Moral Values Through Characters

Moral Values Through Characters

Carton, Stryver, and Lorry

Opening

In these chapters, we get a closer look at three characters—Carton, Stryver, and Lorry. Before you dig into the chapters, in a Quick Write, record your impressions of these characters so far, then share your ideas with the rest of the class.

  • Which character among these three do you find yourself liking best?
  • What scenes or events support and influence your thinking?

Open Notebook

As you talk about the chapters, think about the ways that Dickens’s writing style contributes to your reaction.

Stryver and Carton

Work Time

Together with your classmates, review your knowledge of Stryver and Carton so far. Respond to the following questions.

  • How does Stryver handle the news that Lucie might not be interested in his proposal? What does his response show about his personality?
  • How does Carton reveal his feelings? Summarize his comments to Lucie. What does his conversation with her show about his personality?
  • Which of these two men do you admire more? Why?

Textual Support and Tone

Work Time

Join a small group as directed, then do the following.

  • Find quotations that illustrate Dickens’s attitude toward Carton and Stryver.
  • What, in the presentation of the scenes, reveals his tone ? How does Dickens do it?
  • Choose three specific quotations that illustrate Dickens’s tone toward each character.

Share your observations, your annotations, your conclusions, and your supporting text with the class.

Jarvis Lorry Mini-debate

Closing

Listen as your teacher presents an argumentative claim about Lorry. As directed, join a group supporting or opposing the claim. Then answer the questions and follow the instructions.

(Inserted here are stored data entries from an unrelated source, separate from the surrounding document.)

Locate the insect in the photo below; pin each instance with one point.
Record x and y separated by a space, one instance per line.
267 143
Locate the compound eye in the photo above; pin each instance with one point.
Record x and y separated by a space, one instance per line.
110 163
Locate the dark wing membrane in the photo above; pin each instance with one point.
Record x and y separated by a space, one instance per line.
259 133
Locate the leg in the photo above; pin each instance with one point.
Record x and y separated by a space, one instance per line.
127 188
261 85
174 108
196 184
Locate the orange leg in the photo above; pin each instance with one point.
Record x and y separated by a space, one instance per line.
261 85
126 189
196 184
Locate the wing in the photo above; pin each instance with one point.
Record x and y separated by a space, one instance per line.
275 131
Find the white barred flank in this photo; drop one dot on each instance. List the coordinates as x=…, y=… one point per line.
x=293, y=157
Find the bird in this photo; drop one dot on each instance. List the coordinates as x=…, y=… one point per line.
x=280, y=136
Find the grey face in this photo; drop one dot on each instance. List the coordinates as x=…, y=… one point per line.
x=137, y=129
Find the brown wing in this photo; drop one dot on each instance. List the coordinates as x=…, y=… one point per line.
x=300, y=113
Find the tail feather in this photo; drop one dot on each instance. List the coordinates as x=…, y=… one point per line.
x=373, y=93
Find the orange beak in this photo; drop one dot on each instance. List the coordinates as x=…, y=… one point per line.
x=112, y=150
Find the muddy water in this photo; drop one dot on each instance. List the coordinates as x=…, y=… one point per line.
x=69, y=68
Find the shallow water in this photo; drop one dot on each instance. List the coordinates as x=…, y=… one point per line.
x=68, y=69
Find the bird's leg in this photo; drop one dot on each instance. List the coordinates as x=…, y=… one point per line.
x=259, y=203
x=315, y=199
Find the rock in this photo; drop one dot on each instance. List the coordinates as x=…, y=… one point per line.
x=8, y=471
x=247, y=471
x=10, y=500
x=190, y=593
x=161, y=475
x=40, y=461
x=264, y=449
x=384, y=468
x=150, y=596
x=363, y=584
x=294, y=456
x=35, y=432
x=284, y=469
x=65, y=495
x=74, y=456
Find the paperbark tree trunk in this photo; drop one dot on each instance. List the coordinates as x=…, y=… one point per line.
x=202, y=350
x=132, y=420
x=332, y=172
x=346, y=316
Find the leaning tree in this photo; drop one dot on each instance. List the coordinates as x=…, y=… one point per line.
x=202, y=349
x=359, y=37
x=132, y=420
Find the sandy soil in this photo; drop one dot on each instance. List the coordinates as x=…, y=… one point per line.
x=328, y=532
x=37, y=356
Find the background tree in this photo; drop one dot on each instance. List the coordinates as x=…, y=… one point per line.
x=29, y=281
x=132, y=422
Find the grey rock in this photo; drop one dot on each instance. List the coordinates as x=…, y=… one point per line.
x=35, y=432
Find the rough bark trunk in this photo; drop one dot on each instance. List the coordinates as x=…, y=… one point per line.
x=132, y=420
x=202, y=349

  • Based on his actions in these recent chapters, what is your general impression of his character now?
  • What evidence supports your impression?
  • With your group, arrange the supporting textual evidence into an effective argument in response to the claim.
  • Anticipate what you expect the other group to say and briefly prepare a rebuttal, again based on evidence.
  • Designate a spokesperson or two to present your group’s argument to the rest of the class.

When it is your turn, present your argument to the whole class.